Metropolis and Marginal Spaces in Chinese Sixth-Generation Films
Jie Lu, University of the Pacific
One distinct feature that marks Chinese sixth-generation films in general is that of their urban turn: the city and urban spaces are foregrounded to be the main subject and concern of the films as well their backdrop. In focusing on private and personal anxieties and experiences of "being in the city," these films have represented, however, a rather dystopian cityscape formed by various marginal and sub-cultural spaces that are banal and quotidian, yet alien and estranging.

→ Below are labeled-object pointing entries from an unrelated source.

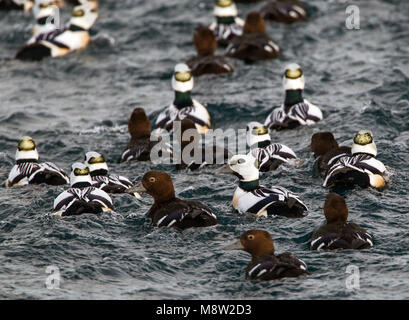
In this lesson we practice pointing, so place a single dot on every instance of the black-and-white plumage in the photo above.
(35, 173)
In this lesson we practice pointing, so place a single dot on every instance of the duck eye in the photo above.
(78, 13)
(293, 73)
(183, 76)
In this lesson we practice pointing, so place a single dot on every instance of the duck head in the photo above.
(335, 209)
(80, 176)
(157, 184)
(26, 150)
(255, 242)
(322, 142)
(364, 143)
(83, 17)
(257, 135)
(96, 164)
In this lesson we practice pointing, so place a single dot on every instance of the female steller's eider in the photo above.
(82, 197)
(269, 155)
(206, 62)
(98, 170)
(284, 11)
(183, 106)
(193, 155)
(251, 197)
(264, 264)
(359, 168)
(326, 149)
(254, 44)
(169, 211)
(62, 41)
(227, 24)
(25, 5)
(337, 233)
(140, 145)
(296, 111)
(27, 170)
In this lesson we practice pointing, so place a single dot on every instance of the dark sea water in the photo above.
(82, 102)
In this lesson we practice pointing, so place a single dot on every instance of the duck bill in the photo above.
(224, 170)
(136, 190)
(234, 246)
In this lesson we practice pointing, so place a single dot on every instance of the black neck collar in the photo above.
(226, 20)
(293, 97)
(73, 27)
(249, 185)
(26, 160)
(81, 185)
(100, 172)
(182, 99)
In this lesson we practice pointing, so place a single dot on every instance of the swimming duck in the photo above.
(254, 44)
(326, 149)
(62, 41)
(264, 264)
(269, 155)
(285, 11)
(206, 62)
(140, 145)
(27, 170)
(251, 197)
(337, 233)
(25, 5)
(169, 211)
(227, 24)
(98, 170)
(193, 155)
(359, 168)
(184, 106)
(295, 111)
(82, 197)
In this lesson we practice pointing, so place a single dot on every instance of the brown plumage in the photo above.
(337, 233)
(206, 62)
(325, 147)
(254, 44)
(169, 211)
(265, 265)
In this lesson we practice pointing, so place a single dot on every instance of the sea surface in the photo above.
(82, 102)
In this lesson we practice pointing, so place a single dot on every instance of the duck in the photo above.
(253, 198)
(254, 44)
(98, 169)
(358, 168)
(183, 105)
(265, 264)
(295, 111)
(206, 62)
(193, 155)
(27, 170)
(337, 233)
(168, 210)
(140, 145)
(81, 197)
(284, 11)
(7, 5)
(227, 24)
(269, 155)
(60, 42)
(326, 149)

In examining the urban spaces in sixth-generation films such as Beijing Bastards, Beijing Bicycle, and Beijing Rock, this paper explores the screenscapes of the cinematic city and the relation between the urban and cinematic space. The paper argues that the dystopian vision of the cinematic city in the sixth-generation films both critiques the modern city and contributes to the formation of diverse urban spaces. The cinematic city thus has expanded the "discursive" city shaped by official statements, newspaper reports, fictions, poems, traveler’s accounts, tourist brochures, advertisements, photographs, artworks, and songs that contribute to our comprehension of urban truth.